Perpres ini, untuk mempercepat pencapaian reforma agraria yang tertuang dalam rencana pembangunan jangka menengah nasional (RPJMN) periode 2015-2019.

Dalam RPJMN, pemerintah menargetkan memberikan sertifikat tanah tujuh juta lembar sertiifkat pada 2018 naik jadi 9 juta lembar sertifikat tahun berikutnya.

“RPJMN menetapkan reforma agraria 9 juta hektar yang kita terjemahkan legalisasi aset 4,5 hektar dan redistribusi lahan 4,5 juta hektar,” katanya di pembukaan GLF.

Darmin Nasution, Menteri Koordinator Perekonomian, dalam acara sama mengatakan, reforma agraria adalah kebijakan pemerataan.

Untuk mencapai hal itu, pilar kebijakan pemerataan terdiri atas tiga, yakni, lahan, kesempatan, dan kualitas sumber daya manusia.

Reforma agraria, katanya, diturunkan jadi tiga aksi. Pertama, menyoal legalisasi lahan, melalui pembagian akses lahan yang adil kepada seluruh masyarakat. Kedua, penetapan prioritas peneriman tanah obyek reforma agraria (tora) berdasarkan kebutuhan lahan. Ketiga, pengembangan usaha pertanian dengan metoda aglomerasi atau kluster.

“(Agar tercapai) semua memerlukan usaha luar biasa. Terkait lahan, payungnya, reforma agraria,” katanya.

Berdasarkan data Kementerian Lingkungan Hidup dan Kehutanan, realisasi perhutanan sosial seluas 1.917.890,07 hektar terdiri dari 458.889 keluarga dan 4.786 SK izin atau hak. Rinciannya, 998.944,18 hektar melalui skema hutan desa, hutan kemasyarakatan (466.161,66 hektar), hutan tanaman rakyat (291.304,74 hektar). Lalu, kemitraan kehutanan 136.369,15 hektar dan hutan adat (25.110,34 hektar).

Untuk realisasi reforma agraria, tahun 2017 seluas 5 juta hektar lahan tersertifikasi, tahun ini target 7 juta hektar dan 2019 sampai 9 juta hektar.

Dewi Kartika, Sekretaris Jenderal Konsorsium Pembaruan Agraria (KPA) mengapresiasi penandatanganan Perpres Reforma Agraria setelah berproses lebih tiga tahun.

”Draf terakhir cukup memadai, sesuai tujuan, yang jadi perhatian, bagaimana memastikan perpres ini bisa bekerja dan bisa operasional,” katanya.

Dia berharap, aturan ini jadi panduan dan landasan kelembagaan pelaksana reforma agraria, mekanisme pelaksanaan, penetuan subyek dan obyek agraria serta tanah obyek reforma agraria.
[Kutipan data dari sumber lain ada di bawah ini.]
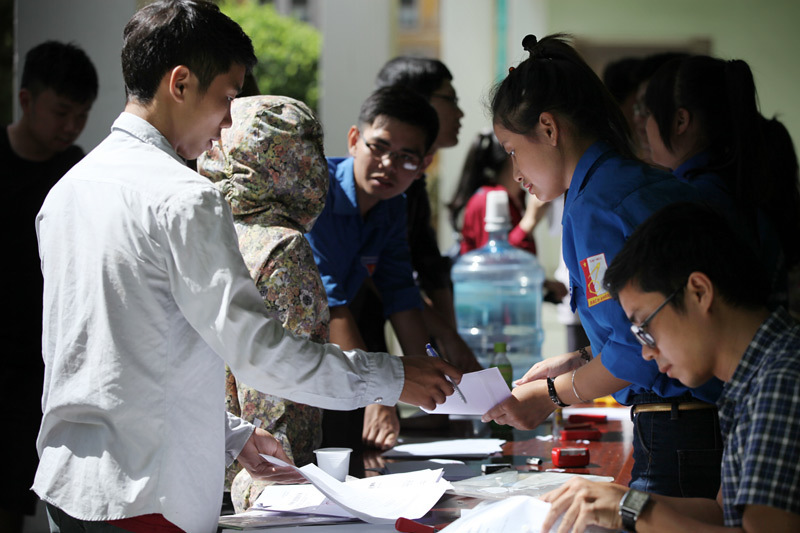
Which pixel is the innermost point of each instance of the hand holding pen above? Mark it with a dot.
(431, 352)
”Ketepatan subyek dan obyek reforma agraria jadi titik krusial dalam pelaksanan.”

 

Kepala Kantor Staf Presiden (KSP) Moeldoko (ketiga kiri) bersama Menteri Koordinator Bidang Perekonomian Darmin Nasution (ketiga kanan), Ketua National Organizing Committe Global Land Forum 2018 Dewi Kartika (kedua kiri), Director of the International Land Coalition (ILC) Michael Taylor (kiri), Ketua Komnas HAM Ahmad Taufan Damanik (kedua kanan) dan Wali Kota Bandung Oded M Danial (kanan) membunyikan angklung bersama saat pembukaan Global Land Forum di gedung Merdeka, Bandung, Jawa Barat, Senin (24/9). Kegiatan Global Land Forum yang di hadiri 84 perwakilan negara International Land Coalition ini akan membahas persoalan-persoalan agraria baik di tingkat lokal maupun global terutama ketimpangan penguasaan tanah. Foto: Donny Iqbal/ Mongabay Indonesia

 

Selama ini, katanya, pelaksanaan reforma agraria dianggap tak memiliki terobosan hukum dan politik, terutama dalam penyelesaian masalah petanahan misal di perkebunan baik swasta maupun negara, tumpang tindih lahan dengan tambang dan lahan grapan atau desa di dalam kawasan hutan.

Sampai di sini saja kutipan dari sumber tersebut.